I don't think most people are concerned with what happens when an appraiser who is working in good faith takes a viewpoint of appraisal standards as being more of a suggestion or a rule of thumb as opposed to a more literal minimum requirement that's applicable 100% of the time. The problem lies with those individuals who will abuse a loophole if given the chance.
Perhaps you've seen the Zaio threads. One of the topics begin debated right now is the legitimacy of their useage of the "draft report" gambit. The way they're using it is as follows: their appraiser contributes to building and testing the AVM. A client looks up a property in the system and if there's a "pre-appraisal" report available for it they purchase it online. At that point the defaults for the system are for it to load the results of the AVM into a Fannie 2055 form and transmits it to the client, sending another copy to the appraiser for their review. After the appraiser reviews their copy they sign the report and send the "final version" to the client.
The Zaio advocates defend the transmittal of the original unreviewed and unsigned report to the client as being permissible under the guise of being a "draft report". It's not at all the same type of application where an appraiser has been involved with the assignment from beginning to end, is already familiar with everything in that report, and believes that this initial or interim version may already be adequate for the intended use/users.
In my opinion, Zaio's use of the term "draft report" appears to be a gross distortion of the term as appraisers like you have been using it; and their reason for doing so appears to be a bad-faith effort to escape responsibility for mischaracterizing their role and their actions in that assignment.
And therein lies our problem.
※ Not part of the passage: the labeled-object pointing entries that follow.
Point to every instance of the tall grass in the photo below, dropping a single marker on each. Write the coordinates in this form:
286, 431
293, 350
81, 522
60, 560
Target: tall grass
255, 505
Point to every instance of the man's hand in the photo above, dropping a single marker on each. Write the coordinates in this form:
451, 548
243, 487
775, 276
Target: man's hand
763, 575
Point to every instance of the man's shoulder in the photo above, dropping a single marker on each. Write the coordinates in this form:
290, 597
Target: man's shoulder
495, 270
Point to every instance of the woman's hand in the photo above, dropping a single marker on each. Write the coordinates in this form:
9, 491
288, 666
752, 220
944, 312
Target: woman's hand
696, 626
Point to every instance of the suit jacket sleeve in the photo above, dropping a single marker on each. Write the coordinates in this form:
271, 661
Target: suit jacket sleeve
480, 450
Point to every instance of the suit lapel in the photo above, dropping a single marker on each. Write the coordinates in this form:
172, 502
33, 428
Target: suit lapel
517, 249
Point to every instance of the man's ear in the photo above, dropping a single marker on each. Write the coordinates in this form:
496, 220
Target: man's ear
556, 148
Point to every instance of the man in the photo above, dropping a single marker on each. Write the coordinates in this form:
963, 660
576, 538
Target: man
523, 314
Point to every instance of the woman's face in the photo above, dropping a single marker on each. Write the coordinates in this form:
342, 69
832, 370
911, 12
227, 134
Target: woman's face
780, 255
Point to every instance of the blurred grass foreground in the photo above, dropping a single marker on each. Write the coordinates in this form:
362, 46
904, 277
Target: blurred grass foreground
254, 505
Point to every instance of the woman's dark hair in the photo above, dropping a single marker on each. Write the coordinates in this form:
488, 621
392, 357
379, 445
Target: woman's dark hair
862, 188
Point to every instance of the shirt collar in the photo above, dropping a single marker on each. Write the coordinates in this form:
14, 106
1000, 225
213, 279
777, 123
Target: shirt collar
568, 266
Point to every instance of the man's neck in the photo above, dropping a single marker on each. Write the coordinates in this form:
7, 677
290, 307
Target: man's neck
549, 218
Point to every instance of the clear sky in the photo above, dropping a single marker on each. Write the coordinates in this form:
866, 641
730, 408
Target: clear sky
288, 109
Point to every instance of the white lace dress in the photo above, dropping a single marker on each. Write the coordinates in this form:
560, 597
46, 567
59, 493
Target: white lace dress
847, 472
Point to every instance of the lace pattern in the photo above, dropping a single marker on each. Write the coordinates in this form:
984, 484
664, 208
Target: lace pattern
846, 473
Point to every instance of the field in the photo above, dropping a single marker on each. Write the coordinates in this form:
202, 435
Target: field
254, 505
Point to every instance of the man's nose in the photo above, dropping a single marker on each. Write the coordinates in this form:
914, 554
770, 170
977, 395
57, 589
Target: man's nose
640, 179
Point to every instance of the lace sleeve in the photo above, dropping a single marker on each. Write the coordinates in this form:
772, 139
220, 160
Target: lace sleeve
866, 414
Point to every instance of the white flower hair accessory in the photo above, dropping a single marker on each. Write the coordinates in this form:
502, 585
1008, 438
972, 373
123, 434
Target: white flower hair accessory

If we tolerate the idea of transmitting preliminary reports as being beyond the reach of our professional standards if said report is not signed we open the door for further erosions. Zaio's apparent gambit is that it's also permissible for an appraiser to authorize the transmittal of an appraisal report they've never even seen, much less reviewed or accepted responsibility for. From there, it can erode even further by saying it doesn't matter what the initial report says because it's not an appraisal. As in, you can lie in a draft report and it doesn't count because it's not an appraisal until you sign it.
A state appraisal board is charged with enforcing the rules and regs. In a society that's based on the rule of law the tolerance of obvious conflicts creates a precedence that our donkeys
will cite as the basis for their appeals so as to avoid responsibility for their misconduct.
I agree with you that we need to maintain a measure of flexibility. If we were talking about an unavoidable conflict between the legalistic viewpoint and the reality of the complexity of some of these assignments I'd agree with you as to the merits of more flexibile standards. However, I think our standards are already flexible enough to accomodate the realities of these assignments without conflict. The appraisers just have to make the effort to disclose the additional limitations in their initial reports.
Rather than looking at this as an either-or scenario, I prefer to think that in most cases - if not all cases - an appraiser can do both without a problem.